“Confronting the unknown without kid gloves”
The Netherlands has recently gained a new inclusive dance and theater company: Compagnie 21, led by choreographer Jordy Dik, which wants to bring different worlds together in an organic way. In this eighteenth edition of the Holland Dance Festival, you’ll be able to meet this refreshing new company and its first, successful production No Bodies. The core of Compagnie 21 is made up by people with disabilities who have been trained for years by Theaterwerkplaats Tiuri. Compagnie 21 offers them the opportunity to show the professional world of theater what they can do. “In that way,” the company says, “we get moving together. A movement larger than ourselves.”
The chance of a new image
In No Bodies, the Tiuri dancers – together with professional dancers and live musicians – go on a quest to find out who they want to be, can be and are allowed to be. Alone and together. On stage, but also in the real world. Compagnie 21 confronts the unknown, without kid gloves. The company wants to make what’s usually invisible – and thus unknown – tangible. “Then everything will have a chance at a new image.”
Unseen and misunderstood
The title No Bodies is a reference to the abovementioned quest in two parts. The makers try to deconstruct the body into a non-body. Into a nobody. An unrecognizable body without identity. Furthermore, a ‘nobody’ is someone who’s outside of society. Who is tucked away, feeling unseen and misunderstood. These two elements are emphasized in the set: a life-size, see-through wall made out of plexiglass separates the performers from the audience. A visual wall that is a metaphor for the distance that often already exists between people. A wall that was created before the corona crisis and has only gained in meaning because of the changes in the world.

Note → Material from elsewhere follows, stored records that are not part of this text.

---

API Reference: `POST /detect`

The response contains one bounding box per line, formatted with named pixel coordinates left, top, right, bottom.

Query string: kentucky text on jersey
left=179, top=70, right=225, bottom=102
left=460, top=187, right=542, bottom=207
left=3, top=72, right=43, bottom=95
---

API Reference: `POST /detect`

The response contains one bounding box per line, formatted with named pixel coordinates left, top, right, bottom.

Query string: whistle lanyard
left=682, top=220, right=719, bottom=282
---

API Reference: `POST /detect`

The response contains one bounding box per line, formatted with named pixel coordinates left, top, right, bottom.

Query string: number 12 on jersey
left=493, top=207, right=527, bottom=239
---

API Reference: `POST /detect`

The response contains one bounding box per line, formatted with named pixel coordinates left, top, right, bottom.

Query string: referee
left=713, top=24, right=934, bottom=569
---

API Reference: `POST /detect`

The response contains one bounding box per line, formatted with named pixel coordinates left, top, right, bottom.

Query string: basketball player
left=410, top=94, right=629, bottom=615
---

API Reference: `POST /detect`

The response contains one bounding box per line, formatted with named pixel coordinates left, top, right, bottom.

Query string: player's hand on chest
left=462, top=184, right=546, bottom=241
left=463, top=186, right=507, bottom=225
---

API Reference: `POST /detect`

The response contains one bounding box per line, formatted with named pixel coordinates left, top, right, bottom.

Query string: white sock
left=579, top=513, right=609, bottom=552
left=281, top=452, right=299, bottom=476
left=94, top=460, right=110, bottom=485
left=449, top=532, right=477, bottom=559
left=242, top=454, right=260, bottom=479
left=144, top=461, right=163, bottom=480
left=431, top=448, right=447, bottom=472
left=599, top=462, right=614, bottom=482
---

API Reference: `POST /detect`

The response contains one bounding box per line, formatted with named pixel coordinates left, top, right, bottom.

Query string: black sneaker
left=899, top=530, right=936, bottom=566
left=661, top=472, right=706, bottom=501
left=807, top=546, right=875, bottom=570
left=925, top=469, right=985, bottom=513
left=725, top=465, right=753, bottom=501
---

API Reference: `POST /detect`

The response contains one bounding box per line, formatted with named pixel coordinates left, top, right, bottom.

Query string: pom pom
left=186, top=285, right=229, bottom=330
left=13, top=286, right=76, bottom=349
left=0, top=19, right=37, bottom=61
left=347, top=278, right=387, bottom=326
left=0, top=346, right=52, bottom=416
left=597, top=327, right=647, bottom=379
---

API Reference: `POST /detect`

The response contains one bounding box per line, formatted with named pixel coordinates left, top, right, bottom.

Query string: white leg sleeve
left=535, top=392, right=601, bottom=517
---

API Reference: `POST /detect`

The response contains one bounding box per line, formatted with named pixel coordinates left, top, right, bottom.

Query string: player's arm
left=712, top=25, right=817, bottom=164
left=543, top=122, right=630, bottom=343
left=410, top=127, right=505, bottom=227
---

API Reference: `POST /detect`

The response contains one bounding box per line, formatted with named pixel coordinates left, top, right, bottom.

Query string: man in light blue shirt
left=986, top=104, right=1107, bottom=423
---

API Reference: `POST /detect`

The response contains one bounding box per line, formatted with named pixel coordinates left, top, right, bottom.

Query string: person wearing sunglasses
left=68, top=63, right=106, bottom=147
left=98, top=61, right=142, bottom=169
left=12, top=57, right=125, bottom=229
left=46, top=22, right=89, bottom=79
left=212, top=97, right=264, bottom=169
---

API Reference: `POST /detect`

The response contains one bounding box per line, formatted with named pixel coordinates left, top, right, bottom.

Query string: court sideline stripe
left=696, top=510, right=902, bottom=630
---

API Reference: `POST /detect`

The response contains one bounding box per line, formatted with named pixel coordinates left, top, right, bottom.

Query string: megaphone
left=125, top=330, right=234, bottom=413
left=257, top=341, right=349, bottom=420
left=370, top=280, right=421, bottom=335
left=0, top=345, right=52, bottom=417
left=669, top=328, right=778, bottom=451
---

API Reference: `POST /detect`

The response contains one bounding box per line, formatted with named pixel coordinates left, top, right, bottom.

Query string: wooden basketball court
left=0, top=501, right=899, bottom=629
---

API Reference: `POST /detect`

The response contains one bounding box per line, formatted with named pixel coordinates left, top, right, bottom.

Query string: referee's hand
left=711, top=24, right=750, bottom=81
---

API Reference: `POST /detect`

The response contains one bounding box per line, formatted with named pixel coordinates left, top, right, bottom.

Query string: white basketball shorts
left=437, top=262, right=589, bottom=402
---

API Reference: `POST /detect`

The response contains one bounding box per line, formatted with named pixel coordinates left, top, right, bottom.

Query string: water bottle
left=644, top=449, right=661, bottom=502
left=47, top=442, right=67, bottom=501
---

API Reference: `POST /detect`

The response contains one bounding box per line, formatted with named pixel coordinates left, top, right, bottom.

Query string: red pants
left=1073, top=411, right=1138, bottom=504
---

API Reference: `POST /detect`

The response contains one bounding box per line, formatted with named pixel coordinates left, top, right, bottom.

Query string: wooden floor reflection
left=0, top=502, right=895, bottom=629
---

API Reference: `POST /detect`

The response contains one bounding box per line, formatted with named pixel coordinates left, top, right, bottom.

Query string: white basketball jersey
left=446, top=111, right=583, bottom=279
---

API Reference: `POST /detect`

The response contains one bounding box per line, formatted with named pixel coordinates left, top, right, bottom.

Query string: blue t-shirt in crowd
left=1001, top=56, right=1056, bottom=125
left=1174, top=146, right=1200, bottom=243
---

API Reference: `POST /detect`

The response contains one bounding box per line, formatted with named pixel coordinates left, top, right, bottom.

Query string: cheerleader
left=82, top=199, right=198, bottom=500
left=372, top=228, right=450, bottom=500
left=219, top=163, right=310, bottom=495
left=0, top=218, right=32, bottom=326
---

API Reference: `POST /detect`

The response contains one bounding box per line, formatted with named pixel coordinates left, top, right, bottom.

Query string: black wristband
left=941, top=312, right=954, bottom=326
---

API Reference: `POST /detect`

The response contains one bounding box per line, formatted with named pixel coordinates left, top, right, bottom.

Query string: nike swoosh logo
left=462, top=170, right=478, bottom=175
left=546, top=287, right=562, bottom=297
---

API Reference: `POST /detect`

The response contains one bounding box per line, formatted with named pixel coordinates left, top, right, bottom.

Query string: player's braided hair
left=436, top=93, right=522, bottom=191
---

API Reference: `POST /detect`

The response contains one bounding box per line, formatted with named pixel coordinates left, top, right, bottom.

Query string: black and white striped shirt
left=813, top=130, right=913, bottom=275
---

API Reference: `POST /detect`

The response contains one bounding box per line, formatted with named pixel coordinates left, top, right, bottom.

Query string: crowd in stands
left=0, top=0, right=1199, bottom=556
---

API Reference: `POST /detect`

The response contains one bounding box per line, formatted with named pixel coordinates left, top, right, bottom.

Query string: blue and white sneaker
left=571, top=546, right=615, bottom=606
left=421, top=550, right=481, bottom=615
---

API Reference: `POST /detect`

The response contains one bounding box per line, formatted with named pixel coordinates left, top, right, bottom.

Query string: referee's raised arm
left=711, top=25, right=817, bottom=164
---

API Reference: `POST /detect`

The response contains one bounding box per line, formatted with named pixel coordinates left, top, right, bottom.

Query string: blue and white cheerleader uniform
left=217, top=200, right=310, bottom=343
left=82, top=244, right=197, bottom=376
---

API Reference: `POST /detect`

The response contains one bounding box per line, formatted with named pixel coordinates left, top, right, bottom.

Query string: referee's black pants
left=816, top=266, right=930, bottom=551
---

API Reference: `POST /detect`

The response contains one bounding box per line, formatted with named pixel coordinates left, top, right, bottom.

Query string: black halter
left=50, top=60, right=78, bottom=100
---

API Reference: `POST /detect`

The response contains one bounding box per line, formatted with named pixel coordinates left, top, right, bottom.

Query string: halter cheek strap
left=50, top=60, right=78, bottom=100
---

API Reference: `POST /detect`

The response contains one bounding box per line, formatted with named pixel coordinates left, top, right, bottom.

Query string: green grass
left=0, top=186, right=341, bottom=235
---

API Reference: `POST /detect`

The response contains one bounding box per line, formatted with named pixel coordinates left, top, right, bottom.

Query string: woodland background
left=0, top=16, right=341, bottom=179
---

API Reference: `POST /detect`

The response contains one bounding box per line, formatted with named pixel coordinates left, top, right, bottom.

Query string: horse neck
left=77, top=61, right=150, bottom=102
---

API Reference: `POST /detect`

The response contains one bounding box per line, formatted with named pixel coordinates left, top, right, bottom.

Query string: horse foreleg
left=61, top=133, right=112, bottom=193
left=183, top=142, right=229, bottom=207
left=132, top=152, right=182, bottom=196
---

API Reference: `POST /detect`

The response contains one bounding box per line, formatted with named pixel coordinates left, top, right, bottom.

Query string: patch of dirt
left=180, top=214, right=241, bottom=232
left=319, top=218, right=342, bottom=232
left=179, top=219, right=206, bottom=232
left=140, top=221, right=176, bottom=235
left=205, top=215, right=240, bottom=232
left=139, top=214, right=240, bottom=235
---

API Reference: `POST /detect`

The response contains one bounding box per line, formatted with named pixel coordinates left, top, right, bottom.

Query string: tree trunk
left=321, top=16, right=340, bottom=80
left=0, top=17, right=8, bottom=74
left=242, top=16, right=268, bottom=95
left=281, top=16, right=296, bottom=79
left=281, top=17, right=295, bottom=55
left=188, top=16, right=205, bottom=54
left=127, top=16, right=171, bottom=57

Theaterwerkplaats Tiuri was founded in 2003 and laid the foundation for the professional talent development of special, but often invisible, talent. With the establishment of Compagnie 21, Tiuri – consisting of dancers with and without mental disabilities – is spreading its wings and going on a promising journey. A journey that will hopefully bring much needed change to the Dutch theater world. Choreographer Jordy Dik: “The performers of Tiuri naturally show such an unfiltered and deep layer of themselves that they forced the professionals to do the same. This resulted in a visible strengthening that only reinforced the encounter between Tiuri and the professional guest dancers and musicians.”